Tout ce que j'ai à dire, c'est que ce n'est guère pratique pour le lavement des pieds...

Quelle tristesse à la lecture de cet article et à la vue des photos ... Comment Jésus aurait-il réagi ? Peut être aurait-il éclaté de rire !! Je viens de lire une article sur vous, Anne Soupa, dans Panorama de janvier 2010. J'ai admiré votre courage et je pense comme vous qu'il est important de lutter ou de réagir, sinon c'est la fuite de l'église ... et j'ai souvent envie de fuir face aux réactions ou positions de ce type qui semblent se multiplier au sein de l'église catholique, à la grande tristesse de vieux prêtres qui ont connu l'avant concile, ont espéré tellement dans le concile et croient voir tout à coup tant d'efforts s'écrouler ... J'ai aussi connu l'avant concile et prie chaque jour pour que ce temps de revienne JAMAIS mais qu'au contraire, l'on applique la loi de l'évangile faite de simplicité et non de pouvoir les uns sur les autres. Merci d'avoir créé ce site, nous permettant ainsi de nous exprimer et d'échanger car je voudrais que mon église ne soit pas ridicule mais humaine.

La remarque de Saga dit en moins de 20 mots tout ce qui est à dire. Le cardinal n'en n'aura jamais conscience. Sixte

Ridicule ! Paul VI avait fortement raccourci la traîne de la cappa magna des cardinaux en son temps et cela ne leur avait pas beaucoup plu. "Une église servante et pauvre" avais-je cru entendre ? Le commentaire de Saga me plaît beaucoup.

Cher ami, je crains qu'il n'ait un challenger redoutable en la personne du cardinal Burke

Election de « Mister Vatican » Je viens de découvrir ces deux photos de Monsieur le Cardinal Canizarès, en tenue folklorique d’apparat, qui dateraient de décembre 2008 avec une traîne de 12 mètres de long. Sur l’une la traîne est portée par des boys, pas de girl c’eût été dans le contexte une faute de goût. Sur l’autre Monsieur le Cardinal Canizarès est assis sur un fauteuil princier avec la traîne bien étalée. A la vue de ces éléments et s’il n’est pas trop tard je vote pour Monsieur le Cardinal Canizarès dans la course au titre de « Mister Vatican » PS: Les Jeunes participants aux JMJ seront peut être intéressés par ce vote...
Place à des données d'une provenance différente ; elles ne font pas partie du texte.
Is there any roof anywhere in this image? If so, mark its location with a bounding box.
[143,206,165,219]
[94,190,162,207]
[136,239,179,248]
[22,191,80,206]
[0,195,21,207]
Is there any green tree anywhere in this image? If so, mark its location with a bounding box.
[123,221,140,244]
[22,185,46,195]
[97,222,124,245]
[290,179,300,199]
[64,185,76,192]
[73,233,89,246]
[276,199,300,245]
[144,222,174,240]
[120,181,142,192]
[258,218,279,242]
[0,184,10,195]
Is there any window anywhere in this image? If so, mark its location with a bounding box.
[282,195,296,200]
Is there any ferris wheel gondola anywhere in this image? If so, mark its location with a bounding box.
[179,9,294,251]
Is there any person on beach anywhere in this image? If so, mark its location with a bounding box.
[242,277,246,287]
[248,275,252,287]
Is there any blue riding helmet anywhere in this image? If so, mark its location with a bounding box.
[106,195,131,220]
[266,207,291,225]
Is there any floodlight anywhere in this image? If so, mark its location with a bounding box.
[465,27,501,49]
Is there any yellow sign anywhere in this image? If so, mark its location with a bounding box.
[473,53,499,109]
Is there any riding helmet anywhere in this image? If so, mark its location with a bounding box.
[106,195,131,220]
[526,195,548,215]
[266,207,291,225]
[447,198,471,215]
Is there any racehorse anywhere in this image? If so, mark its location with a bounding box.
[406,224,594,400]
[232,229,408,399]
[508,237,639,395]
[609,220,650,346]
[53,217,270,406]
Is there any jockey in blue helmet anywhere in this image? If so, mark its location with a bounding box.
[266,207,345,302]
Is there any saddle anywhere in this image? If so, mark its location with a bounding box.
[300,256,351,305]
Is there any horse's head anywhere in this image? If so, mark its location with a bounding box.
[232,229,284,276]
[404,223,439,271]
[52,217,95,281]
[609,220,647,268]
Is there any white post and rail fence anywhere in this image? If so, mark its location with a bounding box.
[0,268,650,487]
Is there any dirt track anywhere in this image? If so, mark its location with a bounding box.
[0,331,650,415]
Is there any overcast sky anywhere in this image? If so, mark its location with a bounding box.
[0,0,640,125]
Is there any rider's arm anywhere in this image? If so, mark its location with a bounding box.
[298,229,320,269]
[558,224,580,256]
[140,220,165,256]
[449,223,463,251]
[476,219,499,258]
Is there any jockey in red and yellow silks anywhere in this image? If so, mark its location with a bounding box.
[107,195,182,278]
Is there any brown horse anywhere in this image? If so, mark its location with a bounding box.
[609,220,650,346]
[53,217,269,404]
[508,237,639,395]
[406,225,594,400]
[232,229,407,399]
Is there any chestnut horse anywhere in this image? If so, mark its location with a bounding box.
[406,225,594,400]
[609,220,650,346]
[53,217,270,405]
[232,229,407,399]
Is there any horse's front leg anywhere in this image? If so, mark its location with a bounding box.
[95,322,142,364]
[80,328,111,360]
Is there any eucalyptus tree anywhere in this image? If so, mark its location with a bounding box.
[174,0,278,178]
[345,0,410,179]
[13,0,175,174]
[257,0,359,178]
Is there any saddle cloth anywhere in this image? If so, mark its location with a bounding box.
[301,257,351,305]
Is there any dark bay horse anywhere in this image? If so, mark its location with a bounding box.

Je vais regarder de temps en temps les images sur le site indiqué par Michel Rocher... pour m'amuser...mais finalement ce n'est pas drôle du tout... A chaque fois je ne peux m'empêcher de penser aux reportages qu'on avait vus à la télé il y a déjà un certain temps (10 ans? 15 ans? 20 ans?) sur la secte du Mandarom avec un certain Bourdin qui ressemblait fort dans ses mimiques et accoutrements à ces cardinaux enrobés de pourpre... Il me vient à l'esprit également que, avec l'expérience d'avoir revêtu pour une journée une robe de mariée, un des inconvénients de ce genre de toilettes est un handicap lorsqu’on doit justement se rendre dans le dit-endroit pour une envie pressante... Pauvres cardinaux, comment font-ils quand les problèmes prostatiques fréquents à leur âge, les obligent à utiliser ces lieux ?

C'est malheureusement vrai. Comment justifier ce décorum ? http://www.icrsp.org/IMAGES-APOSTOLATS/IMAGES-2011/GRICIGLIANO/Ordinations-2011/Sacerdoce/page%20initiale.htm

Si un jour hommes d’Eglise reconnaissaient aux femmes compétence et pouvoir, les prélats enrobés choisiraient, j’imagine, de porter la culotte.